December 9, 2003
For any of you paying attention to the financial markets, you probably expected this little missive. I can be so predictable sometimes, just like the market itself....Once again the script was followed to the tee. One twist this time is that the Dow made a run for 10,000 TWICE today before falling back on its heels. The Dow even made it about 3 points higher than the milestone whereas the Nasdaq couldn't manage one more full dollar after 2000.
Again, it is hard to believe that this is a market in rally mode given how much pain is underlying the indices. The dynamics I have recently described continue almost unabated. The market has achieved milestones that seemed next to impossible just seven or eight months ago (heck, you KNOW I would have called you crazy! In fact, as late as September I was even predicting to some friends that the Nasdaq would end the year around 1750 - although a rally shortly thereafter forced me to drop my bearishness all over again.). But this tease with the milestones and the selling on good news bespeaks a market that is looking for "the next big thing." Everyone is asking "what's next?" and waiting for the other guy to keep buying. The news is neither good enough nor "surprising" enough to justify the continued buying of over-valued stocks that have long since priced in what good exists in the economy. Add to this a fear of a Fed getting ready to raise rates, and you get a very wobbly landscape.

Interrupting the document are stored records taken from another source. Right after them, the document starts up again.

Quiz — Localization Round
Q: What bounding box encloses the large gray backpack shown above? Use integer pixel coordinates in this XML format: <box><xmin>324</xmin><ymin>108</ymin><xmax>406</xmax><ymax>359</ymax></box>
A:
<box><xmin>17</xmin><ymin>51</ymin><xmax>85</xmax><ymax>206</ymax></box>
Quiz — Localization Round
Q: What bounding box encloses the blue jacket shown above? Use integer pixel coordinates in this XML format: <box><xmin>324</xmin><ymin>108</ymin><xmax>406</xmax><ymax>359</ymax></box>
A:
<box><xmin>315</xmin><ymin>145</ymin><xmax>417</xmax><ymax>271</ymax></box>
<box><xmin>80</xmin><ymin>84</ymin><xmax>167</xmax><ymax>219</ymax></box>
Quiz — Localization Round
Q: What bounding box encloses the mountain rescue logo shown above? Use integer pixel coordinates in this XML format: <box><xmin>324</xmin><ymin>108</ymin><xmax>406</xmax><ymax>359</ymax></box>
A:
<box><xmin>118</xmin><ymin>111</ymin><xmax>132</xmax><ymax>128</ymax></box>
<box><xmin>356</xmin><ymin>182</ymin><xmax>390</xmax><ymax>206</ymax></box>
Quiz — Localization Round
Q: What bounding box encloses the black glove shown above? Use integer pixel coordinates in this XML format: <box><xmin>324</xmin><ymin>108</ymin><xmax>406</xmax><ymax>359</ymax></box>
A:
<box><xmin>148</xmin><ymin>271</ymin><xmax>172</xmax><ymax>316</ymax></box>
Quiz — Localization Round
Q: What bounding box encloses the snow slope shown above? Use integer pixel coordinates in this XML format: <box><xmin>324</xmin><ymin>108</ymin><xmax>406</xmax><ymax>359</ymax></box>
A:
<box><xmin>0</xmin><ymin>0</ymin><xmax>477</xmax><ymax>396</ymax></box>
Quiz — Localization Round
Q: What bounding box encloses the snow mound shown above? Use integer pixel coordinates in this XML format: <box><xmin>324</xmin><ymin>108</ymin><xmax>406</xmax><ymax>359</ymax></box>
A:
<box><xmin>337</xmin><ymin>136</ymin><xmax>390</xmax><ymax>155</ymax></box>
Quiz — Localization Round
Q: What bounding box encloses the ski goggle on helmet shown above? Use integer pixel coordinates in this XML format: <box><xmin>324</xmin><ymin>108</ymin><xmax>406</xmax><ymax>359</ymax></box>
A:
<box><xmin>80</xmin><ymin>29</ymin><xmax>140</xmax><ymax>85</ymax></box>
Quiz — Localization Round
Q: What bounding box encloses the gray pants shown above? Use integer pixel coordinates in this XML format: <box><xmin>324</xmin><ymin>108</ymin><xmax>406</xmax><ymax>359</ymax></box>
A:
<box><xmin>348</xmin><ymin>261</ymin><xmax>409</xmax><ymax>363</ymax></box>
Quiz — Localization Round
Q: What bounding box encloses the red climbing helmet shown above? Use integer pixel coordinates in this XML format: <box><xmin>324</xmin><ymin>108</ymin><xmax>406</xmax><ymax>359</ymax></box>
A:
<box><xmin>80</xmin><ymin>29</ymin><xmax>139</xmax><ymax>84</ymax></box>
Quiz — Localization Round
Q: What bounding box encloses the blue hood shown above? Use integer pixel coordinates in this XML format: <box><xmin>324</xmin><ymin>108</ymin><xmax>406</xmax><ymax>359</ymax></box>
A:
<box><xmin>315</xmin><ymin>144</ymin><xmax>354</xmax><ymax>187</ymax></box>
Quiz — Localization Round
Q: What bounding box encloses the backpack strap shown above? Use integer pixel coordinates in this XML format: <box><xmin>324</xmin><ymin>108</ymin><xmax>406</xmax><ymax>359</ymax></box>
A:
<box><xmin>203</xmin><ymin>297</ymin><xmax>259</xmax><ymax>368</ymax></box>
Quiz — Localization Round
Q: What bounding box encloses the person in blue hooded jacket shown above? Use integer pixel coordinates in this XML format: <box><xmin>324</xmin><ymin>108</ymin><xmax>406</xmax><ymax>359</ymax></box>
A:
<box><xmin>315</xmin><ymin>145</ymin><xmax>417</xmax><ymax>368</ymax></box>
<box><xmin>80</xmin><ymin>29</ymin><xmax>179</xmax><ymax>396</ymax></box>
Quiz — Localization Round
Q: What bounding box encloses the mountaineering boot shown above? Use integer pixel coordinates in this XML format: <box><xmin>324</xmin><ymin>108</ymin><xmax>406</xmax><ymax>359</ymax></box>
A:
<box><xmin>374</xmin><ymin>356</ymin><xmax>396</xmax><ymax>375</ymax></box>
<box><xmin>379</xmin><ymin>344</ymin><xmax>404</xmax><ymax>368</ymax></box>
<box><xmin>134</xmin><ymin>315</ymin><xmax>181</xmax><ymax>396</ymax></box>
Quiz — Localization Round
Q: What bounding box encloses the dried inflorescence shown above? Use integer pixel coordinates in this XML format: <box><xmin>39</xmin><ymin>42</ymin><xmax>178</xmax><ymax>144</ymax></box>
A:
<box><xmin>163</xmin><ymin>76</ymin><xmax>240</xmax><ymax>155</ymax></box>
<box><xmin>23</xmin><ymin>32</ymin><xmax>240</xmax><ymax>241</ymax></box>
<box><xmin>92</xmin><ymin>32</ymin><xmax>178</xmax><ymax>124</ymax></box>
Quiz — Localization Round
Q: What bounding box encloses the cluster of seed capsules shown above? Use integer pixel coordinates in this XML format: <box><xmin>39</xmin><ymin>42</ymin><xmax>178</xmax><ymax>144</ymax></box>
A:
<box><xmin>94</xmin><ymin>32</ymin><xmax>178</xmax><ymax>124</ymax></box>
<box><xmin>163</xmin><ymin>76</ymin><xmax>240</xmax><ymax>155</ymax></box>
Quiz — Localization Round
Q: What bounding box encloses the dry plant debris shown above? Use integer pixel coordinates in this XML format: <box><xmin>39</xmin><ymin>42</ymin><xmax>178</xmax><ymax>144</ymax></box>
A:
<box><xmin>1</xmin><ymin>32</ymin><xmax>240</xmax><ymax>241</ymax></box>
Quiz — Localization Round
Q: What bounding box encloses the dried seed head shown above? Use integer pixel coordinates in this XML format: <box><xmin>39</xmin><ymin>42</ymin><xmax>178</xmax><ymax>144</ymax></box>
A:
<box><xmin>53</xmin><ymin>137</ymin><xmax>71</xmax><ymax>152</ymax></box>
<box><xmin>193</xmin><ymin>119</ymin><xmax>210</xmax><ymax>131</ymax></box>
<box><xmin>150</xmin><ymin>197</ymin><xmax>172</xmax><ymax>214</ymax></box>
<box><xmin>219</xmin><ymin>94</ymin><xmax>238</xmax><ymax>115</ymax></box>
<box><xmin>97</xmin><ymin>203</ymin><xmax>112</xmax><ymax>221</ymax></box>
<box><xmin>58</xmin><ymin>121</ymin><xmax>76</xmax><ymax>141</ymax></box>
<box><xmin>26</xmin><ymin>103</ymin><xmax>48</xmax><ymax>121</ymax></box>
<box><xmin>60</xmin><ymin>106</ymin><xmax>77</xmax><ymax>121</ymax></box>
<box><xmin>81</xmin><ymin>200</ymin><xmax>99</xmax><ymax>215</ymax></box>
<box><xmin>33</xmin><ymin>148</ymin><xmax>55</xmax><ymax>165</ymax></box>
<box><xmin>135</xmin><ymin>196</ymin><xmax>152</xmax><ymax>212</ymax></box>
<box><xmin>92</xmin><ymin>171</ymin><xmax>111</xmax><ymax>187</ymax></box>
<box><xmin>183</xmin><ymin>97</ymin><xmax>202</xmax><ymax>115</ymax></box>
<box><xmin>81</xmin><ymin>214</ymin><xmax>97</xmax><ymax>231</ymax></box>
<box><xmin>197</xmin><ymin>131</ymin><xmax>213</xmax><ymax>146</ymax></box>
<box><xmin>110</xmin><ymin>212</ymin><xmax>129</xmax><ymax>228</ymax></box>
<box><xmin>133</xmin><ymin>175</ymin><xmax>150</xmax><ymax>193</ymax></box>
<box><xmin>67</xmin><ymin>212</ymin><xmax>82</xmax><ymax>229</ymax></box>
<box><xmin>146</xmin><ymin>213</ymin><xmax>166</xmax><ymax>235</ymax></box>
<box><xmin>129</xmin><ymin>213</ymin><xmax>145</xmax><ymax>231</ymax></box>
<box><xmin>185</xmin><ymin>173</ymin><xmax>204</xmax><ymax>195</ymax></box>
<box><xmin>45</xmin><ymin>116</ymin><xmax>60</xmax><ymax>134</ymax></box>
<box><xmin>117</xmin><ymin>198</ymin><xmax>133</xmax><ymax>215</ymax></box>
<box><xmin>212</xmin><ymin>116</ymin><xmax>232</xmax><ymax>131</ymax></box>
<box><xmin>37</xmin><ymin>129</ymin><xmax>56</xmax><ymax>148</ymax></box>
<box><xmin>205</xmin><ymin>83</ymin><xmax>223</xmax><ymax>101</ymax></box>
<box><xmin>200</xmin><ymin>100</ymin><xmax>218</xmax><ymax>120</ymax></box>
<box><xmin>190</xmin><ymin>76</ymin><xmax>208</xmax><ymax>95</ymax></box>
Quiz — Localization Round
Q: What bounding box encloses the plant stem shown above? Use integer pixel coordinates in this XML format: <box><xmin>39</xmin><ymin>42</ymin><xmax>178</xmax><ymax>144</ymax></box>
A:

One side note - today featured the first bit of truly bad news that the market has had to digest in quite some time. Washington Mutual declared that it will lay off as many 3000 people due to a "dramatic" slow-down in their mortgage business. It would be too easy to say this is the beginning of the end of the housing boom, but we must certainly pay attention. The problem is that if the housing boom gives out before the corporate sector truly picks up the pace, we will have a vacuum into which all bullishness will get sucked out. Given that the economy so far has been goosed by unsustainable forces, this sucking sound could be quite loud (and is why even those of you who don't care about stocks should be paying attention).
I will close by saying that if you are an aggressive investor that has held on this long, you might as well keep taking your chances and hope the market is simply in a long drawn-out process of forming the next (and likely the last) leg of this upward trend. As hard as it is right now, even I am sticking to my earlier "gut feel" that the market will surprise us as to how far it will go before topping out. If you have yet to participate and want to, I suppose you are hoping that the market is about to finally get the serious correction that has been long overdue. Do not be surprised if it does not come yet again. Remember that throughout this rally, the market has shot back up from precipices just like the one it is teetering on right now. All the market needs is another excuse, likely some psychological boost, perhaps some kind of unforeseen good news to continue to make the bears, like the one lurking behind my pen, look stupid all over again... But you better believe that when this magic fails, the failure might be quite spectacular. We will have to wait and see under what conditions such a correction occurs to decide whether it will be a dip worth jumping into.